Forward-pass throughput of the main render paths, measured with examples/benchmark.py on an Apple-Silicon GPU. Reproduce locally with:

uv run python examples/benchmark.py            # plain table
uv run python examples/benchmark.py --markdown # the table below

All inputs are synthetic (no downloads); numbers are per-call averages after a warmup and will vary with your chip and thermal state.

Benchmark Latency Throughput
hard rasterizer · 20 480 faces @ 256px 4.3 ms 235 fps
hard rasterizer · 20 480 faces @ 512px 6.2 ms 162 fps
hard rasterizer · 20 480 faces @ 1024px 17.9 ms 56 fps
soft rasterizer · 20 480 faces @ 256px 68 300 ms 0.01 fps
gaussian splatting · 10 000 splats @ 512px 12.5 ms 80 fps
gaussian splatting · 100 000 splats @ 720px 100 ms 10 fps
vanilla NeRF · 4096 rays × 64 samples 152 ms 27k rays/s
hash-grid NeRF · 4096 rays × 64 samples 129 ms 32k rays/s

Reading the numbers

  • Hard vs soft mesh rasterizer. The hard z-buffer rasterizer is four to five orders of magnitude faster than the soft one on a 20k-face mesh: it bins faces into 16×16 screen tiles (the same tiler the Gaussian Splatting path uses), so each pixel only tests the handful of faces in its tile, and renders 720p–1024px in real time.
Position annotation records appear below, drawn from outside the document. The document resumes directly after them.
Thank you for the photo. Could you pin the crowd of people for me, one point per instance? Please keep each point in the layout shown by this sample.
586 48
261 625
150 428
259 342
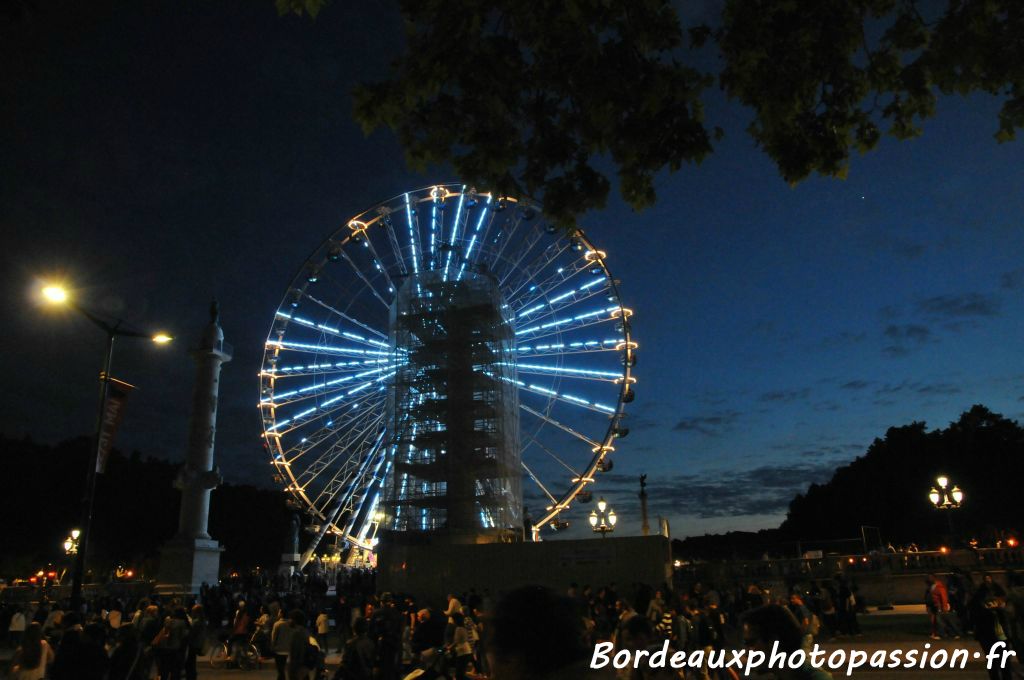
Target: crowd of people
528 633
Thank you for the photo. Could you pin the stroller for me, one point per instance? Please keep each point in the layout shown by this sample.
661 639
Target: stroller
434 664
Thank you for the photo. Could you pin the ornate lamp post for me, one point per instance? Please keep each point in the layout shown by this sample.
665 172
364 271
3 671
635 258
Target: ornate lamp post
71 543
603 519
56 295
945 498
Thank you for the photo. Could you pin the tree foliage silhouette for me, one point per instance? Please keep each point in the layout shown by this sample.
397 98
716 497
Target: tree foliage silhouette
541 97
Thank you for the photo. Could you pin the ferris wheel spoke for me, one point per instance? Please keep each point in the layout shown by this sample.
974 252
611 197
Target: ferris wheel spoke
379 264
559 326
553 456
392 238
561 426
327 369
455 234
565 348
499 253
349 421
360 449
336 332
565 372
530 271
363 277
570 399
543 296
347 317
537 480
476 237
298 420
515 265
321 389
414 236
310 348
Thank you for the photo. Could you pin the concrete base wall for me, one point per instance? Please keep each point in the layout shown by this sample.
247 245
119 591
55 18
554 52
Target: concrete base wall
433 569
186 564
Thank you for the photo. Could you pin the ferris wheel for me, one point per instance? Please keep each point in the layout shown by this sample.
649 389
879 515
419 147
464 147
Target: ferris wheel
330 364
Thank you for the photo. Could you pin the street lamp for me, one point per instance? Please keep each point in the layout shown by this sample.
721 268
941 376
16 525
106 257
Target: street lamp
603 519
945 498
57 295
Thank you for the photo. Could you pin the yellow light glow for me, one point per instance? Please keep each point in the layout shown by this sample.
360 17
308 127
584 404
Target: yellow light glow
55 294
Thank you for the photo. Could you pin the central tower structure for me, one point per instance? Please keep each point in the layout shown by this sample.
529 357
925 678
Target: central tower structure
453 412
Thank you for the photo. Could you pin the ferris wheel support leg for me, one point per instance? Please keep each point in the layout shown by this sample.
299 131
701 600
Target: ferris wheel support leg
329 520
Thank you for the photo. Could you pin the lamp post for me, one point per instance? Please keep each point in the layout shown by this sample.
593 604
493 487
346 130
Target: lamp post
71 543
945 498
58 295
603 519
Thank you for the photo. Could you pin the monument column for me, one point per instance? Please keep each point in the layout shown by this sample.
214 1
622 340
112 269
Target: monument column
192 557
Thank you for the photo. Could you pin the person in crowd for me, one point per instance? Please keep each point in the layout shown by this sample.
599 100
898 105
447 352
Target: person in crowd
197 642
17 626
33 656
357 655
126 656
991 626
170 645
656 607
428 634
765 626
323 625
461 647
537 635
281 643
385 633
300 663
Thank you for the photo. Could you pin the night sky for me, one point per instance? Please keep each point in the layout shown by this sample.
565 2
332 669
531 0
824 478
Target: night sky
157 155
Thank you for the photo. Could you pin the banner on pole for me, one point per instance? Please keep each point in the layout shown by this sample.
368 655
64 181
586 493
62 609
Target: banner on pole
114 413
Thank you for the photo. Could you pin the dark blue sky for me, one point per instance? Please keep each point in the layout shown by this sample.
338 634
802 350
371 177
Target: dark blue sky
160 154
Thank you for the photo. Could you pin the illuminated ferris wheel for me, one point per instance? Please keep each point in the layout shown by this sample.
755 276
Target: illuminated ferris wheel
340 404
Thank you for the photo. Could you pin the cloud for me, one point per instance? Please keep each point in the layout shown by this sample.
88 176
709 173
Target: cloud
764 490
712 425
904 338
1012 281
966 305
855 384
939 388
844 339
785 395
898 246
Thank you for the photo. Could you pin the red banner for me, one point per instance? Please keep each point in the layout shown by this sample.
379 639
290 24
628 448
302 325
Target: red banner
114 413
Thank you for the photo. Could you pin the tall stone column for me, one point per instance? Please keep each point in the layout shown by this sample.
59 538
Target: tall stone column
192 557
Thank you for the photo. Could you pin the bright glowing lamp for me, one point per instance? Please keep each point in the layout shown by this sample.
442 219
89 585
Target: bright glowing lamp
55 294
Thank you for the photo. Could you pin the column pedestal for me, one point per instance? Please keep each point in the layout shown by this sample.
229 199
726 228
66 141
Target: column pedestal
187 563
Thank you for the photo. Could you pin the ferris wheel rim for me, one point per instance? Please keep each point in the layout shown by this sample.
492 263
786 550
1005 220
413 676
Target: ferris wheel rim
339 239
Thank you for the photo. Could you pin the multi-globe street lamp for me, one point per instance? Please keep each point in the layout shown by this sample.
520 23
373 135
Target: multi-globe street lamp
944 497
603 519
71 543
57 295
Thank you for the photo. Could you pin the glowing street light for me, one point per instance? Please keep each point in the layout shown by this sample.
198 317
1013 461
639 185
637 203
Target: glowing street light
57 295
944 498
54 294
603 519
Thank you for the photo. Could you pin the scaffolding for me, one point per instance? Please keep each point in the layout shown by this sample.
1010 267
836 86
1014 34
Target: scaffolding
453 409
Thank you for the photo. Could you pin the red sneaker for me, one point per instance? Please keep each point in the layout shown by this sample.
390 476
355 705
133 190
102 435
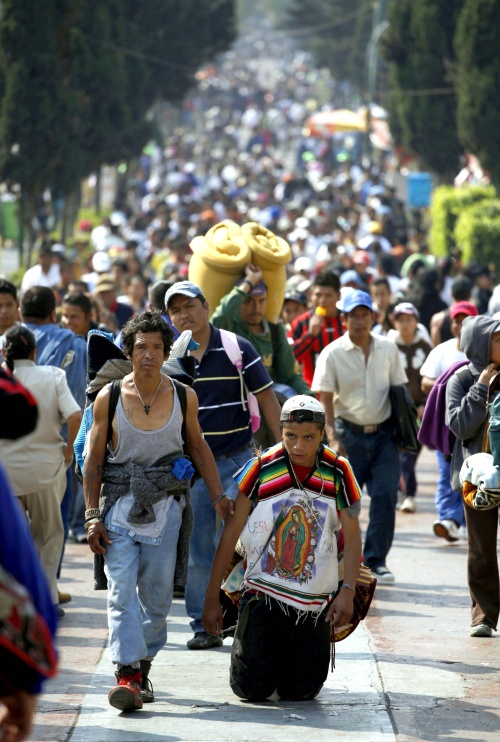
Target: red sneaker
126 696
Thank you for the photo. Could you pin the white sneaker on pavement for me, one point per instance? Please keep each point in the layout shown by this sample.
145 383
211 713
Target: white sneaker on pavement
408 505
447 529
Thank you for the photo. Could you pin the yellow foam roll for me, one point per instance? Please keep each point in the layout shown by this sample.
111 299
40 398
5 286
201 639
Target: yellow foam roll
218 261
270 253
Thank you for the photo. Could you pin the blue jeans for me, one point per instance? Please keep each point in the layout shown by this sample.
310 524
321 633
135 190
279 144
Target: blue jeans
374 458
449 504
140 587
206 534
66 505
408 462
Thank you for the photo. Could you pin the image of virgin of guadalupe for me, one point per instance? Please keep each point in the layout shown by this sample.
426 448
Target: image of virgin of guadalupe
292 543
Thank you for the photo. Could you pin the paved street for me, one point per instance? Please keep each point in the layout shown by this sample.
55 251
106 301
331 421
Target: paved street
411 672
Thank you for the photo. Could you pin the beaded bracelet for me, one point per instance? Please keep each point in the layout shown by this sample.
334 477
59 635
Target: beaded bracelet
216 502
92 513
91 522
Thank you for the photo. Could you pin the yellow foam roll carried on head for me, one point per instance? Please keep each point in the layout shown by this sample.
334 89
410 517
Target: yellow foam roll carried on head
270 253
218 261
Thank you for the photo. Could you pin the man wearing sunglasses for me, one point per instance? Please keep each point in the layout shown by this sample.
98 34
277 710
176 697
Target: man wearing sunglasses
353 375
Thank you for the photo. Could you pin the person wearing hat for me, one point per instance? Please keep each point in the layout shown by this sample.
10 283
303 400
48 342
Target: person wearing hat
448 502
351 278
243 311
45 273
316 328
466 412
225 420
37 464
290 505
105 292
9 308
353 375
413 346
60 347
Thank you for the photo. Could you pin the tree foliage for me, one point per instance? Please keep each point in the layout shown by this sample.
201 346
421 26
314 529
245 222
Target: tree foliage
478 55
77 79
418 47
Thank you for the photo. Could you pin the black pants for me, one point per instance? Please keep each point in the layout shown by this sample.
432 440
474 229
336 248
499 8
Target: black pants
272 651
482 565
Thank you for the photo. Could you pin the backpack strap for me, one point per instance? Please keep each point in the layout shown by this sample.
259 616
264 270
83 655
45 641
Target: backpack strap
114 396
275 337
182 394
233 351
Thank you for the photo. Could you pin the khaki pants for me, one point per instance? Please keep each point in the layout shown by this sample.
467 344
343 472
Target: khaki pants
44 510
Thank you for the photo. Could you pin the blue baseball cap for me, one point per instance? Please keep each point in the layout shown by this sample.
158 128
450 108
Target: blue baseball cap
186 288
349 276
357 299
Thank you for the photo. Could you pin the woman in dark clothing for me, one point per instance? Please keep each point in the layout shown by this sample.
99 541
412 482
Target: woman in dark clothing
466 402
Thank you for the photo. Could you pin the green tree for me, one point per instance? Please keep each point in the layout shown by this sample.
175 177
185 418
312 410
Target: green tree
418 47
78 79
478 55
36 145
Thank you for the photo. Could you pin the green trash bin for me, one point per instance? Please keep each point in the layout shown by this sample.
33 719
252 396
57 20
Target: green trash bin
10 221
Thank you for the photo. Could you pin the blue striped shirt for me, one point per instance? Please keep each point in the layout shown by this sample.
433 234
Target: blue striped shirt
224 421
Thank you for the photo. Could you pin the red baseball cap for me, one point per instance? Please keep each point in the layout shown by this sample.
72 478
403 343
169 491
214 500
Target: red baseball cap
463 307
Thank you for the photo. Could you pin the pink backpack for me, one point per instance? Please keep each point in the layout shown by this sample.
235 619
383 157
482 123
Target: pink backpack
233 350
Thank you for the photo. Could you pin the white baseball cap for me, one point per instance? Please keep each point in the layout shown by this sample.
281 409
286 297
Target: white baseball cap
302 408
101 262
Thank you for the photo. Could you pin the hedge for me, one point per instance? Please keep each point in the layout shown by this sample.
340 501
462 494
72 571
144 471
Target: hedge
447 204
477 233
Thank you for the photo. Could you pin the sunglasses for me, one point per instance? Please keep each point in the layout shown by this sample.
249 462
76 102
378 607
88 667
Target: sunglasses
303 416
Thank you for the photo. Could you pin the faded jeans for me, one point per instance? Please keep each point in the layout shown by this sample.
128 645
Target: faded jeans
140 587
206 534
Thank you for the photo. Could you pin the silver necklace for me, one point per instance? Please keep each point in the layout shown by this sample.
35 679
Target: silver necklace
147 407
301 487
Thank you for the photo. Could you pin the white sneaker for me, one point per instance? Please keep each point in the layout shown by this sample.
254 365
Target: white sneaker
408 505
384 576
447 529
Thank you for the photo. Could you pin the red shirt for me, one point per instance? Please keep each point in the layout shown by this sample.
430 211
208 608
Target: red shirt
306 347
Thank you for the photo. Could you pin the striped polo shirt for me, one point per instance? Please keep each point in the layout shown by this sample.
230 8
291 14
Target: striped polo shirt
270 475
223 420
290 537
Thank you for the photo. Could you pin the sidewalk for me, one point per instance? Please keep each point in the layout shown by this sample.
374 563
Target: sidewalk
411 672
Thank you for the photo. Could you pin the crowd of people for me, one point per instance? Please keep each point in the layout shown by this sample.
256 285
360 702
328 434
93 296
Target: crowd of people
366 307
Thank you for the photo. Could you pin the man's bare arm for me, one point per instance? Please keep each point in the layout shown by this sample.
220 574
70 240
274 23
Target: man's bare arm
212 611
202 457
92 471
73 423
427 384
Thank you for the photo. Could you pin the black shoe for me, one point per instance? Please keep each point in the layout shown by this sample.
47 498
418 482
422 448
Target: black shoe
147 692
202 640
179 591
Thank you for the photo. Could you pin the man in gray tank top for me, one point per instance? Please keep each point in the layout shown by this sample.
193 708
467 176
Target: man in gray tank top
138 511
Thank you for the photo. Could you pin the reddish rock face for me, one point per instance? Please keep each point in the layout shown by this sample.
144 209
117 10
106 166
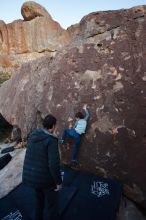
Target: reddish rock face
103 66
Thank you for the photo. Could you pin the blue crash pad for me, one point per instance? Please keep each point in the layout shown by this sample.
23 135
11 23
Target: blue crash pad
83 197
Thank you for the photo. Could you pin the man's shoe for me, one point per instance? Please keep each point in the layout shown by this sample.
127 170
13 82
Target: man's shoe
75 162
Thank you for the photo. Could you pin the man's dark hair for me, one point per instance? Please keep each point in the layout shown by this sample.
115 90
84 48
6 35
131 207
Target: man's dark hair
79 115
49 121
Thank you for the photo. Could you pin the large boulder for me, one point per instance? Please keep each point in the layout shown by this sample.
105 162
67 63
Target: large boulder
103 66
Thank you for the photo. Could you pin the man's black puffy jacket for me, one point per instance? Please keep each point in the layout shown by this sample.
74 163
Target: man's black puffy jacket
42 163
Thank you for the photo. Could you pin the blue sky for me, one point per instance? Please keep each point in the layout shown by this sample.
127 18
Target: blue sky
66 12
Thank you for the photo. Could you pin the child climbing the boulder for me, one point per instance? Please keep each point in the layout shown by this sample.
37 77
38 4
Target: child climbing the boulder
78 129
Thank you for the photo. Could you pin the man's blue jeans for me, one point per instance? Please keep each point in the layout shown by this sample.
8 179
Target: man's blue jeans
76 141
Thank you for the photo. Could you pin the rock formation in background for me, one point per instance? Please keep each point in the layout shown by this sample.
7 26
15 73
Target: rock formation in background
25 40
102 65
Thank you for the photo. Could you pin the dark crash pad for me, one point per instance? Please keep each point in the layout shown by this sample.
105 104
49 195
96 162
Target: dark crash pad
84 196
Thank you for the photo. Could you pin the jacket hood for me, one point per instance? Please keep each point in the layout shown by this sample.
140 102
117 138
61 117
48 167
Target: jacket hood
38 135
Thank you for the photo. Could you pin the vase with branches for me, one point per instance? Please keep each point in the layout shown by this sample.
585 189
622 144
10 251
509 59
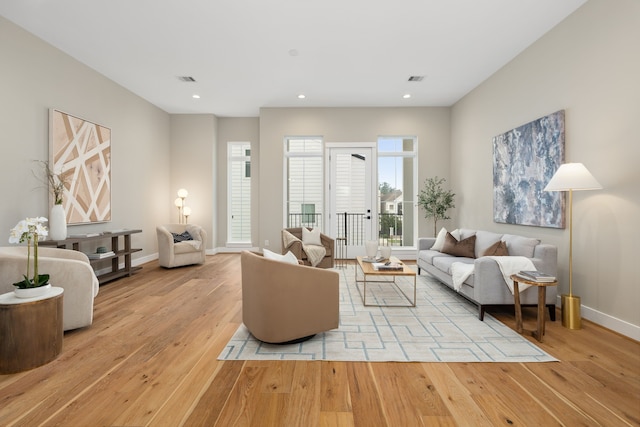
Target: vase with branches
29 230
56 183
435 200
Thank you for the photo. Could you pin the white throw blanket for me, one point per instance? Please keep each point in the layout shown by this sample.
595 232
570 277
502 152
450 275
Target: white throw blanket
509 265
314 253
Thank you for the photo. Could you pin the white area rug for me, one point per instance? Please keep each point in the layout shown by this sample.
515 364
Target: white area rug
443 327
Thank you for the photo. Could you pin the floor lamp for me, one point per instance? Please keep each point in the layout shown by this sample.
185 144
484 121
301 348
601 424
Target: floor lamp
571 177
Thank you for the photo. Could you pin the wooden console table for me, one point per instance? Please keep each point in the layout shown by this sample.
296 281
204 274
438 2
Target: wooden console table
124 251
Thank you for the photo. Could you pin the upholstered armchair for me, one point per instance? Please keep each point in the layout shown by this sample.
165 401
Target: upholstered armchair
67 269
283 302
173 251
296 247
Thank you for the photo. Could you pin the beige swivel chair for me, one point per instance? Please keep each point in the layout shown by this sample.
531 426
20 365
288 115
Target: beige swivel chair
175 254
284 302
67 269
295 247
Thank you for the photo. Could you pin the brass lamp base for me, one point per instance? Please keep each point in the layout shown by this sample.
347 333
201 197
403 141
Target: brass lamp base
571 312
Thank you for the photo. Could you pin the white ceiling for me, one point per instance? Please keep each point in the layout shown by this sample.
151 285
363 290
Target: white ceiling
349 52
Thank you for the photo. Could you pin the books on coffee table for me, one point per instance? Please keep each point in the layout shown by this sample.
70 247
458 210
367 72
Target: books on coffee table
387 266
537 276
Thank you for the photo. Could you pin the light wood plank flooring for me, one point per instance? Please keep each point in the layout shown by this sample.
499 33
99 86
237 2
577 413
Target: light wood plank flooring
150 359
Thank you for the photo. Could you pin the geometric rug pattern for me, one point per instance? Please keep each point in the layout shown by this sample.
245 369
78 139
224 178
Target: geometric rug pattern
443 327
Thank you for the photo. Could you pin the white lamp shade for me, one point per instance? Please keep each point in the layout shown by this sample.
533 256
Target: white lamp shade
572 176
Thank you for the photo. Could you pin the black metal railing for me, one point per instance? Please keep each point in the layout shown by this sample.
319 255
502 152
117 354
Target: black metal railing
351 226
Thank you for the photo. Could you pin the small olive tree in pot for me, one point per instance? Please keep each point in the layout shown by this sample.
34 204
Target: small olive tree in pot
435 200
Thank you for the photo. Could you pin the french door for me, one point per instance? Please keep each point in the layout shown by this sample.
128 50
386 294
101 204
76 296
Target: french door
352 193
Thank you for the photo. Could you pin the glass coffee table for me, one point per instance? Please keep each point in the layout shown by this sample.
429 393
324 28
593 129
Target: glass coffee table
371 275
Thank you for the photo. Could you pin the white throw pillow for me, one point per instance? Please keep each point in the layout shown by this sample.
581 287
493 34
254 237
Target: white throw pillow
311 237
289 257
437 246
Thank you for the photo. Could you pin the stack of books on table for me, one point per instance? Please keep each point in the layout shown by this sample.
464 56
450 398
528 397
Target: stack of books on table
387 266
101 255
537 276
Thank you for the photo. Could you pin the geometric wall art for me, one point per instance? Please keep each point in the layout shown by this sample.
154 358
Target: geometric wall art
524 160
81 152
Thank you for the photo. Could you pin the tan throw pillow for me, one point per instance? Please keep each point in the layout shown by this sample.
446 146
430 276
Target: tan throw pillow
499 248
465 247
437 245
311 237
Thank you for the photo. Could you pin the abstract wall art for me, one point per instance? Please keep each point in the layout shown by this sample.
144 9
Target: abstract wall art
81 151
524 160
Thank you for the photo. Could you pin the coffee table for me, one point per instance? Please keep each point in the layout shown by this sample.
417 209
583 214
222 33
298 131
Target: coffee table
368 271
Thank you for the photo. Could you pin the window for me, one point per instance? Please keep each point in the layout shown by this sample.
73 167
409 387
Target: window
239 193
304 182
397 184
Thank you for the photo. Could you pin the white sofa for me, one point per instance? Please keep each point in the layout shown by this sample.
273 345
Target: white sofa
176 254
67 269
486 287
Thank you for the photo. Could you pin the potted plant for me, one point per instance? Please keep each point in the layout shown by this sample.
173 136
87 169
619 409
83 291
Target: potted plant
435 200
29 230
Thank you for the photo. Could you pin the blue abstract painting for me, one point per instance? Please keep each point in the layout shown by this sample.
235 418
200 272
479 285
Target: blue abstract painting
524 160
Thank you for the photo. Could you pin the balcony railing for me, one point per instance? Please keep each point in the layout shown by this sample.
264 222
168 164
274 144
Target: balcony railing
351 227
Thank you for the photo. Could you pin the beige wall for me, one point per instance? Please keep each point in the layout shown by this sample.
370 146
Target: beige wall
430 125
34 77
589 65
193 156
245 129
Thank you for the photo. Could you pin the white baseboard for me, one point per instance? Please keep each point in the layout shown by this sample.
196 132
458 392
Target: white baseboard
607 321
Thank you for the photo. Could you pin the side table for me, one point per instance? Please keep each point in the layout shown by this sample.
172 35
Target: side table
30 330
542 296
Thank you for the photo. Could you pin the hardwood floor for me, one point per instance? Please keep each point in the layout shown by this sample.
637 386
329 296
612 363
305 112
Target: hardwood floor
150 358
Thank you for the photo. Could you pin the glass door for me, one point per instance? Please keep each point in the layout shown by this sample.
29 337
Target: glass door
353 214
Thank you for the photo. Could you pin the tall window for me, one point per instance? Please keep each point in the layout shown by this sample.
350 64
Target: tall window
397 190
239 193
304 182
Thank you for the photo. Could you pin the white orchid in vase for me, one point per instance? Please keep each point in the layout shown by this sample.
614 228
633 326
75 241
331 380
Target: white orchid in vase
29 230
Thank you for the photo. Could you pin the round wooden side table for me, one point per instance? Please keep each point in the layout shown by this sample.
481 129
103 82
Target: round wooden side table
30 330
542 296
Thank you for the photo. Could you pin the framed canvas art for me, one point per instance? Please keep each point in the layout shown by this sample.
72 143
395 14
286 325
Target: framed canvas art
524 160
81 151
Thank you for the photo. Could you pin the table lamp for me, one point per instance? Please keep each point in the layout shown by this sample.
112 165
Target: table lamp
571 177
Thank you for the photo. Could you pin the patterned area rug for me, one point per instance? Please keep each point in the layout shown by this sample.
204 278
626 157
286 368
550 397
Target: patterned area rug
443 327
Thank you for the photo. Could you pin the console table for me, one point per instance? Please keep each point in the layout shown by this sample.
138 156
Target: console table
124 251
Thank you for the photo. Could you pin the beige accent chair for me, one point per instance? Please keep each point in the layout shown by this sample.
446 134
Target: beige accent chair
178 254
296 248
284 302
67 269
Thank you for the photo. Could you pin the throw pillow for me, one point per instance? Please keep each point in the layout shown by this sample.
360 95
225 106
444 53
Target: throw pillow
437 246
464 248
289 257
181 237
311 237
499 248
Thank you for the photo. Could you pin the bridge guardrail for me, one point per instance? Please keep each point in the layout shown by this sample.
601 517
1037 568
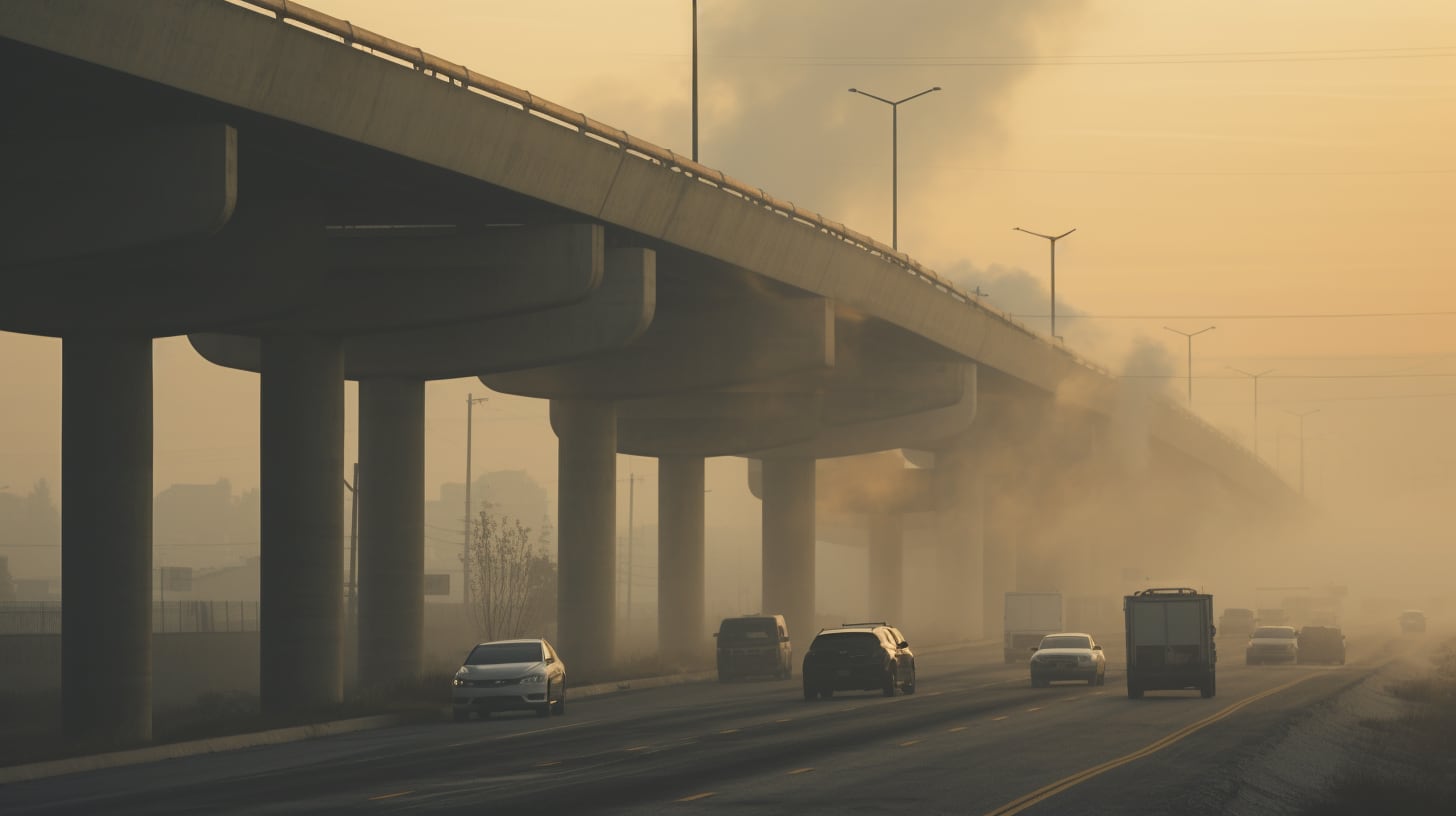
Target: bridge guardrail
489 88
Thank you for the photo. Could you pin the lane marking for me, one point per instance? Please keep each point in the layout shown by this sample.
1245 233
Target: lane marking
1044 793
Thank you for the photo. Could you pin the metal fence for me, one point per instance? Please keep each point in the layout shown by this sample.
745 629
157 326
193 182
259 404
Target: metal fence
40 618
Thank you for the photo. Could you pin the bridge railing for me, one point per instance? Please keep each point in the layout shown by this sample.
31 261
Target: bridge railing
489 88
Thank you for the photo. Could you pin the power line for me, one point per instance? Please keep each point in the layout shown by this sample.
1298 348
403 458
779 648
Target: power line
1249 316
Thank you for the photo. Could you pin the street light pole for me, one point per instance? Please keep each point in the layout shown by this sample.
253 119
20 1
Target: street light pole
1302 414
1190 335
695 80
1255 378
894 155
465 557
1053 239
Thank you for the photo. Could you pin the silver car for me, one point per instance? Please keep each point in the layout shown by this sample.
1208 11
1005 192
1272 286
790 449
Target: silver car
510 675
1067 656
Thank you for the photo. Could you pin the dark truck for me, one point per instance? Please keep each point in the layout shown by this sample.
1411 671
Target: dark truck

The soft path materializes per-face image buffers and is only for silhouette gradients.
  • Gaussian Splatting runs interactively (the tile-based Metal kernels): real scenes with ~100k–400k splats render in real time at 512–720p.
  • Hash-grid NeRF renders faster than the vanilla MLP NeRF and converges in far fewer iterations — it is the recommended NeRF path.

Scaling

Because faces are tile-binned, the hard rasterizer's per-pixel cost depends on the local face density rather than the total face count, so it stays fast as meshes grow and resolution increases (56 fps at 1024px on a 20k-face mesh). Very dense meshes that pack many triangles into one tile are the worst case; a depth-sorted early-out and finer tiles are the next refinements.